Choose the experimental features you want to try

This document is an excerpt from the EUR-Lex website

Document 62023TN0319

Zaak T-319/23: Beroep ingesteld op 8 juni 2023 — Net Technologies Finland / Commissie

PB C 286 van 14.8.2023, p. 31–32 (BG, ES, CS, DA, DE, ET, EL, EN, FR, GA, HR, IT, LV, LT, HU, MT, NL, PL, PT, RO, SK, SL, FI, SV)

14.8.2023   

NL

Publicatieblad van de Europese Unie

C 286/31


Beroep ingesteld op 8 juni 2023 — Net Technologies Finland / Commissie

(Zaak T-319/23)

(2023/C 286/42)

Procestaal: Engels

Partijen

Verzoekende partij: Net Technologies Finland Oy (Helsinki, Finland) (vertegenwoordigers: S. Pappas en A. Pappas, advocaten)

Verwerende partij: Europese Commissie

Conclusies

De verzoekende partij verzoekt het Gerecht:

het besluit van de Europese Commissie dat op 27.03.2023 is vastgesteld op basis van artikel 299 VWEU (en op 29.03.2023 aan verzoekster is meegedeeld) met betrekking tot de invordering van 188 477,27 EUR van Net Technologies Finland Oy, nietig te verklaren; en,

verweerster te verwijzen in haar eigen kosten en in de kosten die verzoekster in het kader van de onderhavige procedure heeft gemaakt.

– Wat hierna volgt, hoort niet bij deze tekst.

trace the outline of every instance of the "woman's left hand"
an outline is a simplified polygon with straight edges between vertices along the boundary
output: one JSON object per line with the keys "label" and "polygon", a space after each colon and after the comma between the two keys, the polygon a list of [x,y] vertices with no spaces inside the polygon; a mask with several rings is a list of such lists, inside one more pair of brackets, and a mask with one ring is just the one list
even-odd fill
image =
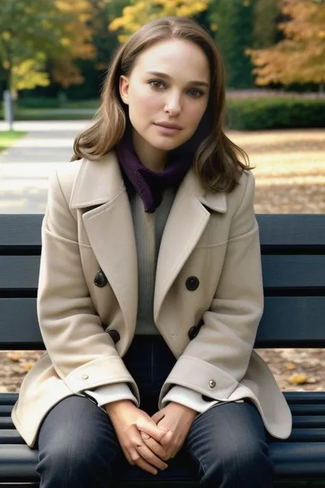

Middelen en voornaamste argumenten

Met het onderhavige beroep tot nietigverklaring wordt betoogd dat het bestreden besluit onrechtmatig is aangezien de gronden waarop het besluit is gebaseerd onrechtmatig zijn. Deze gronden zijn namelijk gebaseerd op debetnota’s van 7 mei 2020 en op de conclusies van het definitieve auditrapport die onrechtmatig zijn. Daartoe worden twee middelen tot nietigverklaring aangevoerd.

1.

Het eerste middel tot nietigverklaring bestaat uit twee onderdelen:

In het eerste onderdeel wordt uiteengezet dat de conclusies van het definitieve auditrapport en daarmee ook de debetnota’s onrechtmatig zijn omdat zij het resultaat zijn van de toepassing van een regel die geen wettelijk bindend karakter heeft en derhalve niet van toepassing is. Zoals in de feitelijke context is uiteengezet, zijn de auditors van het REA, doordat zij de criteria van de KP7-handleiding hebben toegepast als waren zij bindend, tot de conclusie gekomen dat de kosten van de interne consultants niet in aanmerking konden worden genomen. De KP7-handleiding heeft echter geen bindend karakter.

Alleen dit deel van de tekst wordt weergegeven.